Discrete modeling


What: Predict the behavior of cells based on the pathways investigated. EGFR and FAS-apoptotic pathways have been simulated.

Why: The simulation of biochemical interactions within a living cell is itself not a new idea. The literature is rife with various simulators and models, focusing often on small sets of local sub-cellular processes. While these simulations are intriguing, there is a necessity for large scale whole cell simulation. Accounts may vary, but scientists generally put the number of possible interactions in the hundreds of thousands. So, the question remains: how can one feasibly simulate the biochemical evolution of an entire cell?
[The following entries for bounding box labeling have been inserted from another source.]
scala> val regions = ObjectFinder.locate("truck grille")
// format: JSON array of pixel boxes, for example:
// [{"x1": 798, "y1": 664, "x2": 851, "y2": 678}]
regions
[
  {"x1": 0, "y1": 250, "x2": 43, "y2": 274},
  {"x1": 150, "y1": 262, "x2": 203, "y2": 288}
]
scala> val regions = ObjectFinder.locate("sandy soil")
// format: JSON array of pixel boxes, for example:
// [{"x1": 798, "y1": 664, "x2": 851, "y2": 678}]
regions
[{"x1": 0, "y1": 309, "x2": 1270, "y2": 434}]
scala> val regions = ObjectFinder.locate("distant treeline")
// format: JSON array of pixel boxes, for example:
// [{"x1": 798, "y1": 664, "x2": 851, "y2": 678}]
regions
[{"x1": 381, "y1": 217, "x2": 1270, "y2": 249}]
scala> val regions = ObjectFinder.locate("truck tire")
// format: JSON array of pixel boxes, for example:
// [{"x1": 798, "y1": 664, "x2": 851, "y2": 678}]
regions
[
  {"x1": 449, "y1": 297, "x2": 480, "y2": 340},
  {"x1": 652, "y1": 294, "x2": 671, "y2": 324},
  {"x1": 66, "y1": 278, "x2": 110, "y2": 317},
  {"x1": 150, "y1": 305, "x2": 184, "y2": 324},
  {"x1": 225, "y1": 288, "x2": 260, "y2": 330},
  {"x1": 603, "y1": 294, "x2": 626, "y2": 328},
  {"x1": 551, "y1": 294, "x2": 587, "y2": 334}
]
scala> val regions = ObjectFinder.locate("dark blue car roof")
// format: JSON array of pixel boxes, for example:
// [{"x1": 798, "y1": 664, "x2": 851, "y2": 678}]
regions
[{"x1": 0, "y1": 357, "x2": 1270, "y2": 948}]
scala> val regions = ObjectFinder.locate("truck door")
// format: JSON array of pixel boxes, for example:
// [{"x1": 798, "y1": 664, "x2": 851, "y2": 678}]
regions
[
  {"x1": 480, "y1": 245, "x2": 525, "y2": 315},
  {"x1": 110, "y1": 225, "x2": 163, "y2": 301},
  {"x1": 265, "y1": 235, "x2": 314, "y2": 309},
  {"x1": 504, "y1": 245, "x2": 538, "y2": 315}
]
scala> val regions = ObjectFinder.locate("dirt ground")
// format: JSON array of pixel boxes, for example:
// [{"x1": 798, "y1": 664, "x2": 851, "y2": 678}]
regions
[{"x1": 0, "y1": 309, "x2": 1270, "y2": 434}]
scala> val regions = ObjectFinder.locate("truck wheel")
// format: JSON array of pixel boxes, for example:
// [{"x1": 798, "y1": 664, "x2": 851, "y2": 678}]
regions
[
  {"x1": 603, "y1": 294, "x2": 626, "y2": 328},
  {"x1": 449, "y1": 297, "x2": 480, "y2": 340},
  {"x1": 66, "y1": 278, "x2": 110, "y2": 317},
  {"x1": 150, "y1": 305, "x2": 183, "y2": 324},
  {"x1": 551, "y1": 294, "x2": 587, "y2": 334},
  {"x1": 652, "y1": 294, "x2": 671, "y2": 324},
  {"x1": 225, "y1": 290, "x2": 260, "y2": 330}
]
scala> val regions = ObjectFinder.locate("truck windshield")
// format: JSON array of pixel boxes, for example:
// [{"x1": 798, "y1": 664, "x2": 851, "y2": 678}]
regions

Simulated reaction Employing systems of ordinary differential equations (ODEs) to model biological phenomena leaves much to be desired, since these techniques are inherently deterministic and continuous - i.e., based on concentrations instead of multiplicities of molecules. Because of this, they fail to capture the discrete nature of actual biological situations. In contrast to ODEs, Gillespie developed the Direct Method (DM) and the First Reaction Method (FRM) in the late seventies.
We have chosen to explore an alternative method to biochemical modeling. Our approach draws upon the emerging field of membrane systems computing. Simply stated, we are further developing/refining an algorithm which is (a) faster than the Gillespie approach, and yet is (b) discrete and nondeterministic, which we argue is more sensitive to biological situations than deterministic ordinary differential equations. With (a) and (b), our algorithm is somewhere between the standard ODE and Gillespie techniques.